Professor Malcolm Chalmers, research director of the Royal United Services Institute, made the assertion as MPs convened an inquiry into how leaving the UK would impact Scotland’s defence capabilities.
The Defence Select Committee will hear evidence from a range of experts on all sides of the debate. In addition to Professor Chalmers, the inquiry also took evidence from retired Lt Col Stuart Crawford.
The SNP insists an independent country could provide a functioning Scottish Defence Force based on conventional capabilities and without the Trident nuclear deterrent which the party opposes.

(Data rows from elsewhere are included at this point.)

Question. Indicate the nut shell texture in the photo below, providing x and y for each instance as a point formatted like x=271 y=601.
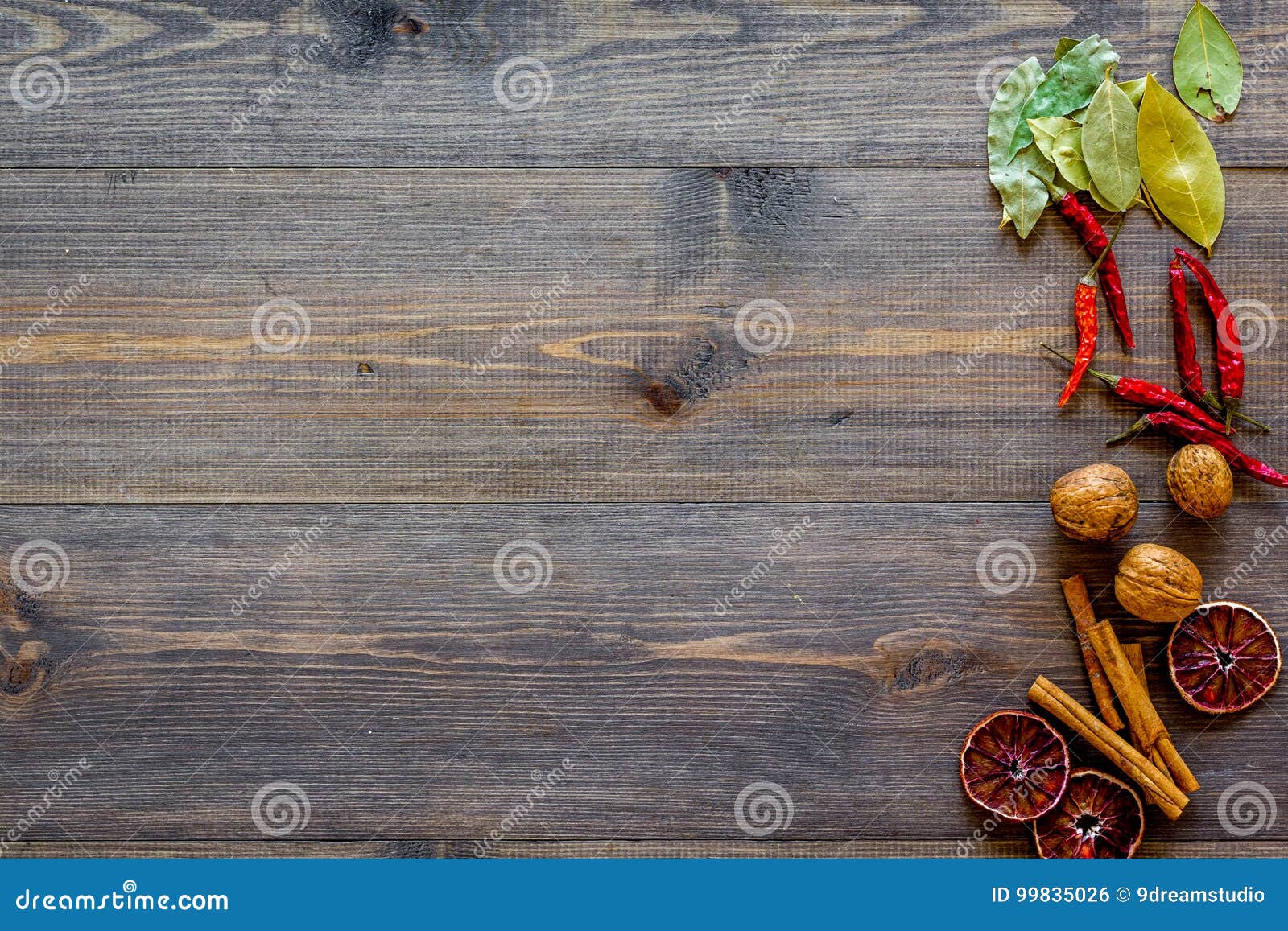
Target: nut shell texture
x=1199 y=480
x=1096 y=504
x=1158 y=583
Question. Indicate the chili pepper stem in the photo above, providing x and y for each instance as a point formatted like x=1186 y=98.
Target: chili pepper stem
x=1090 y=277
x=1108 y=379
x=1130 y=431
x=1253 y=420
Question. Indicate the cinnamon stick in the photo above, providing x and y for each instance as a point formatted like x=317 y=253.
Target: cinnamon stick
x=1141 y=716
x=1084 y=618
x=1137 y=658
x=1095 y=731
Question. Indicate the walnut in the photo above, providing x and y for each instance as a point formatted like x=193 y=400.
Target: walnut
x=1096 y=504
x=1199 y=480
x=1158 y=583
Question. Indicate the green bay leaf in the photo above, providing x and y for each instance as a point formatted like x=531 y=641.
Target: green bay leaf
x=1179 y=167
x=1024 y=196
x=1133 y=90
x=1109 y=146
x=1206 y=66
x=1004 y=113
x=1046 y=129
x=1099 y=199
x=1067 y=87
x=1068 y=159
x=1063 y=47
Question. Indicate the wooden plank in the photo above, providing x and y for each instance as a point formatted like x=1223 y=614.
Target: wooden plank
x=572 y=336
x=362 y=83
x=633 y=850
x=380 y=667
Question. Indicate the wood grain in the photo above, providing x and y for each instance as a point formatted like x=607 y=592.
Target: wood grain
x=617 y=849
x=384 y=671
x=375 y=83
x=601 y=308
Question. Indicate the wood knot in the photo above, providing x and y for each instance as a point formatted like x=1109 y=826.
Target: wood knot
x=409 y=26
x=23 y=675
x=929 y=667
x=663 y=398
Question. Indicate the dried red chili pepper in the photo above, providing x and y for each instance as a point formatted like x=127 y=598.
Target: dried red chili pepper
x=1094 y=240
x=1195 y=433
x=1146 y=393
x=1229 y=349
x=1085 y=319
x=1183 y=334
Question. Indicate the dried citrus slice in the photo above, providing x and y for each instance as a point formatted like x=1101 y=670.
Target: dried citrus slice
x=1223 y=657
x=1015 y=765
x=1099 y=818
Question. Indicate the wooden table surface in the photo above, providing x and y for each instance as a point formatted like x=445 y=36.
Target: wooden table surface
x=493 y=323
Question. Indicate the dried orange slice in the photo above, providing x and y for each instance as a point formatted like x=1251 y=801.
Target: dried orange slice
x=1099 y=818
x=1015 y=765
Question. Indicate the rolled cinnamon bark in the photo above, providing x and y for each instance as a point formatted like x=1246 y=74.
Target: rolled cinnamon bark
x=1140 y=711
x=1126 y=757
x=1079 y=599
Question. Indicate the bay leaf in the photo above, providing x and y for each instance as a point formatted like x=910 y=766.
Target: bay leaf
x=1063 y=47
x=1046 y=129
x=1024 y=196
x=1109 y=146
x=1179 y=167
x=1099 y=199
x=1067 y=87
x=1004 y=113
x=1206 y=66
x=1068 y=158
x=1133 y=90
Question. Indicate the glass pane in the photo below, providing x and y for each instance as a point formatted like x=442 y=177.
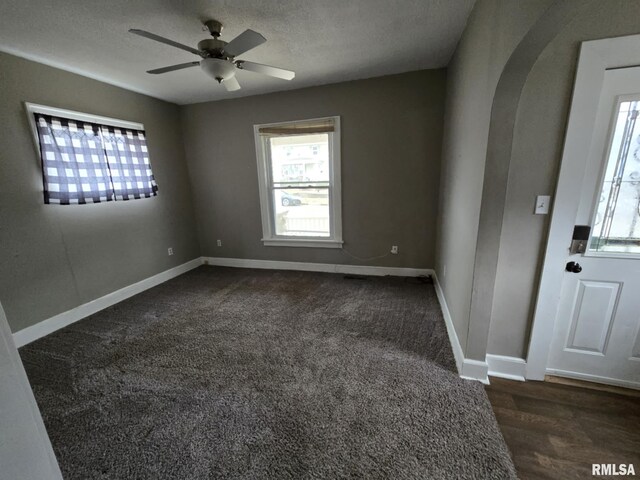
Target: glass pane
x=617 y=224
x=302 y=212
x=300 y=159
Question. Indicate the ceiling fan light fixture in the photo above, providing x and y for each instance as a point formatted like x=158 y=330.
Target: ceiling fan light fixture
x=218 y=68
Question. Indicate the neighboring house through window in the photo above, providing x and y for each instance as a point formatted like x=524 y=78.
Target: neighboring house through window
x=90 y=159
x=299 y=175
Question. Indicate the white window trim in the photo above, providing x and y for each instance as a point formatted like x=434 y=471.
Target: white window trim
x=32 y=108
x=335 y=193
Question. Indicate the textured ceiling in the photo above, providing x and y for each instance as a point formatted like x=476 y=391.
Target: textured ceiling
x=323 y=41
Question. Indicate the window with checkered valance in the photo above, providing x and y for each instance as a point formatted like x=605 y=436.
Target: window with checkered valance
x=85 y=162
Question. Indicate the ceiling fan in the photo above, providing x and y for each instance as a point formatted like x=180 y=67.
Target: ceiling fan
x=218 y=57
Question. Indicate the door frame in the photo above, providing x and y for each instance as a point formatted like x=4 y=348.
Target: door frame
x=596 y=56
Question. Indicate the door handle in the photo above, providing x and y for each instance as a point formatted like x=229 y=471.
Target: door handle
x=573 y=267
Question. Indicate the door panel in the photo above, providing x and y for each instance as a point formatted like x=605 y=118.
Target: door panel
x=593 y=315
x=598 y=323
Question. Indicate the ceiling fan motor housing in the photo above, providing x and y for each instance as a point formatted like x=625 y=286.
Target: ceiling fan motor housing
x=213 y=47
x=218 y=68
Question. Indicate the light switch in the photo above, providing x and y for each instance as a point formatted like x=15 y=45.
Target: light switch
x=542 y=204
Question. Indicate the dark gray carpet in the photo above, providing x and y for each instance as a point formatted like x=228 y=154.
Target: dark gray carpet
x=231 y=373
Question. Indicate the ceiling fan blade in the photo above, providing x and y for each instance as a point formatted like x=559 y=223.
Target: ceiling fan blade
x=231 y=84
x=173 y=67
x=166 y=41
x=243 y=43
x=266 y=70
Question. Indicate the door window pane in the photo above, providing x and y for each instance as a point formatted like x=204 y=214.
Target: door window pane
x=616 y=226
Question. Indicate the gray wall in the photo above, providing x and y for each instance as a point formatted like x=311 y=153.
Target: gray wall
x=25 y=449
x=391 y=138
x=54 y=258
x=493 y=31
x=534 y=164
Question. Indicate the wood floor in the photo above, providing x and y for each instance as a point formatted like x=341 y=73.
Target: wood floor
x=557 y=431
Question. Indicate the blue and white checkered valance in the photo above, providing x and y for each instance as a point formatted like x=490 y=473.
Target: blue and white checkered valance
x=85 y=162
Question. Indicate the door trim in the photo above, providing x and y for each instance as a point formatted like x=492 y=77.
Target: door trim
x=595 y=58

However, Professor Chalmers issued a note of scepticism, telling MPs: "This is not going to be a matter of simply inheriting some assets and putting them straight out into the field. I imagine in this scenario in an independent Scotland, it would be begging and borrowing and leasing assets all over the place."
The SNP has yet to publish a blueprint for its post-independence defence plans but the party has said it would “co-operate” with allies in Northern Europe. That would include working with Nato but outwith its military structure because party policy remains opposed to the common defence alliance.
Professor Chalmers added: "To me that's the easier route for Scotland to take. If it were to take a route which involved not being a member of Nato and refusing co-operation with its neighbours, then it would be more vulnerable."
The Nationalists have dismissed the inquiry as “partisan” because no SNP MPs sit on the Defence Committee. The party has asserted that Scotland invests more in the UK's armed forces than it enjoys in return, a point supported by Lt Col Stuart Crawford and set to be probed by the inquiry.
A report outlining the findings of the committee is expected in 2013.